Dopo l’opera lirica, il cinema, le maratone di lettura e il teatro, in questa quarantena imposta dall’emergenza Covid-19 è il momento di dedicarsi alla danza. Si avverte, anche solo formulando tale pensiero, un netto e angoscioso contrasto tra i corpi costretti e contratti dei reclusi in casa e quelli liberi di esprimersi, fino anche alle estreme conseguenze, di danzatori e performer che di spazi ne creano sempre nuovi e diversi. La libertà ci separa.
Anche le figlie e i figli di Tersicore, la musa ellenica di quest’arte, sono però stati colpiti dalla chiusura dei luoghi a loro dedicati (scuole, palestre, teatri) in ottemperanza alle misure di contenimento del contagio. Per questo in occasione della Giornata mondiale della danza, ricorrenza istituita dall’International Dance Council dell’Unesco nel 1982, che cade il 29 aprile – data di nascita del danzatore e coreografo ritenuto il padre del balletto moderno, il francese Jean-Georges Noverre – i ‘festeggiamenti’ si sono trasferiti dai palcoscenici reali a quelli digitali di Internet, sia con contenuti inediti che con la riproposizione di opere e nomi classici, moderni e contemporanei.
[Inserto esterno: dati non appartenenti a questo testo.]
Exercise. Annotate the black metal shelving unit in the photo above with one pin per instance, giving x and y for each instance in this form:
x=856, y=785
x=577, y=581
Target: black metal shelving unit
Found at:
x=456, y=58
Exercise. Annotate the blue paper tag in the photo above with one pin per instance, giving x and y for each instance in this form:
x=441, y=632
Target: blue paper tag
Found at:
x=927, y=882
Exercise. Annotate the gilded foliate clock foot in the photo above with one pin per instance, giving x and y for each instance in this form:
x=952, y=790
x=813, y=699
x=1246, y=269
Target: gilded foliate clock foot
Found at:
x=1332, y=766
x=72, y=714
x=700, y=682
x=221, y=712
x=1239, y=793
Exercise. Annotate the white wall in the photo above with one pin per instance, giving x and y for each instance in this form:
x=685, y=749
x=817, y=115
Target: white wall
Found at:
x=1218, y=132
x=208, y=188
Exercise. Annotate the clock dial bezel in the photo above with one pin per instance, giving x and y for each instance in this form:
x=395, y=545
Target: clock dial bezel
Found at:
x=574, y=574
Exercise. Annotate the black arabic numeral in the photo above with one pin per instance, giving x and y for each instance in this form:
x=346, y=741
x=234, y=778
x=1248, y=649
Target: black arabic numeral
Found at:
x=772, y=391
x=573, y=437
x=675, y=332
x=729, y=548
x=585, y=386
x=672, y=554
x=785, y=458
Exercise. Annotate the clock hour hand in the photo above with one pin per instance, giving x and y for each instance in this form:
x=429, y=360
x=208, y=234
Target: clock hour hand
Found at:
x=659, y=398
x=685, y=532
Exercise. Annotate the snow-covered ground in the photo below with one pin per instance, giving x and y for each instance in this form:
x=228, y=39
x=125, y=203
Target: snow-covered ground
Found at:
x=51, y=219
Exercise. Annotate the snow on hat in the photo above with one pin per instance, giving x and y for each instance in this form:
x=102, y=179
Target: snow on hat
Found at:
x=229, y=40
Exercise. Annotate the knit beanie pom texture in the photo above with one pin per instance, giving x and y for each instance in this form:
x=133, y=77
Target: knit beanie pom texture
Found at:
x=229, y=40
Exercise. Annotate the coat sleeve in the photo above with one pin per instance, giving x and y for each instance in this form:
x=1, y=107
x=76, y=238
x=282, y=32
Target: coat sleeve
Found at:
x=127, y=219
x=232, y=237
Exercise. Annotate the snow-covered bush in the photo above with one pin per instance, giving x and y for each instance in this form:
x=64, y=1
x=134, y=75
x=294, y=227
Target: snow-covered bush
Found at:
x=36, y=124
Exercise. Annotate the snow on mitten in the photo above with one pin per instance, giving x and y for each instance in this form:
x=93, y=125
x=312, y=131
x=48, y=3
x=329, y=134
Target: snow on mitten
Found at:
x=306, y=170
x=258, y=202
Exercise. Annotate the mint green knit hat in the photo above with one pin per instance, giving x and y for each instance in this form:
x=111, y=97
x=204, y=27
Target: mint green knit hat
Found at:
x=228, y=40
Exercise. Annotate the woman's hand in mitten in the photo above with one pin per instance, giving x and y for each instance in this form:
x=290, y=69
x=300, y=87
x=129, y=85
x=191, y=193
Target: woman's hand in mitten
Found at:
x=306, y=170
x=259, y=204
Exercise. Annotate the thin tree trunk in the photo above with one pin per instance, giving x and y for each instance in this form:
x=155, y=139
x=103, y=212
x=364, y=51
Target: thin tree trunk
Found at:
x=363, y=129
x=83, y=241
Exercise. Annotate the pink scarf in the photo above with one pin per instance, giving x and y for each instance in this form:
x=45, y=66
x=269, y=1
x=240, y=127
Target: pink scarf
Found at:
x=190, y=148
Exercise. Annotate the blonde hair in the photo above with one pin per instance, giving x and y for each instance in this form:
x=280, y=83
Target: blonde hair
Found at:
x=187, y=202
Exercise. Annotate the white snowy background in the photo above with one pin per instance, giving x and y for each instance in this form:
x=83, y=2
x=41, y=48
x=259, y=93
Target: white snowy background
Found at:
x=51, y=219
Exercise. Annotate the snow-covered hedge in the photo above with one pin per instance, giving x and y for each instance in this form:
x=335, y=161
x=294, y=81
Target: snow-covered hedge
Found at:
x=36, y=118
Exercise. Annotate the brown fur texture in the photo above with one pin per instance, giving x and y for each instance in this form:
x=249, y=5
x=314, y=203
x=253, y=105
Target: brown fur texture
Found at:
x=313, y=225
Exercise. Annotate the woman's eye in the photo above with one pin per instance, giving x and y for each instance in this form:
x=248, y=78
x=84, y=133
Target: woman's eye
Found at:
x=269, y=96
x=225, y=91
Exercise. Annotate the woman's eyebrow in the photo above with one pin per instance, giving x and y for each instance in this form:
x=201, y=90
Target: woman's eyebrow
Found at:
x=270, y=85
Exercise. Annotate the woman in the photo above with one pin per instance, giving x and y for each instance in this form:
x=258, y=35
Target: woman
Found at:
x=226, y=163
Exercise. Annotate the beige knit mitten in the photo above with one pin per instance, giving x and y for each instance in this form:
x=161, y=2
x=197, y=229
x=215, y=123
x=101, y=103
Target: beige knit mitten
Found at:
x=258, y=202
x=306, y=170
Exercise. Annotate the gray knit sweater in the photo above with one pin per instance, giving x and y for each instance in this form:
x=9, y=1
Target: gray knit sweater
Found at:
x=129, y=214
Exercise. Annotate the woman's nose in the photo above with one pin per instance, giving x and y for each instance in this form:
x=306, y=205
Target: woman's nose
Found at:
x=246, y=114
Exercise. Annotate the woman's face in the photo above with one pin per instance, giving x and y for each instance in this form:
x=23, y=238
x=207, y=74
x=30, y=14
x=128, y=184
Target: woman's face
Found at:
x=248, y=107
Emilia Romagna Creativa, il portale curato dall’Assessorato alla cultura della Regione Emilia-Romagna, ha deciso di unirsi alle celebrazioni dell’International Dance Day mettendo in programma nel palinsesto legato all’hashtag #laculturanonsiferma, visibile anche sul canale Youtube di LepidaTv, lo streaming di diversi spettacoli come “Rocco” (2011) di Emio Greco/Pieter Scholten, i cavalli di battaglia dei ballerini en travesti della compagnia Les Ballets Trockadero de Montecarlo e tre lavori della danzatrice e coreografa statunitense Carolyn Carlson, Leone d'oro alla Carriera nel 2006.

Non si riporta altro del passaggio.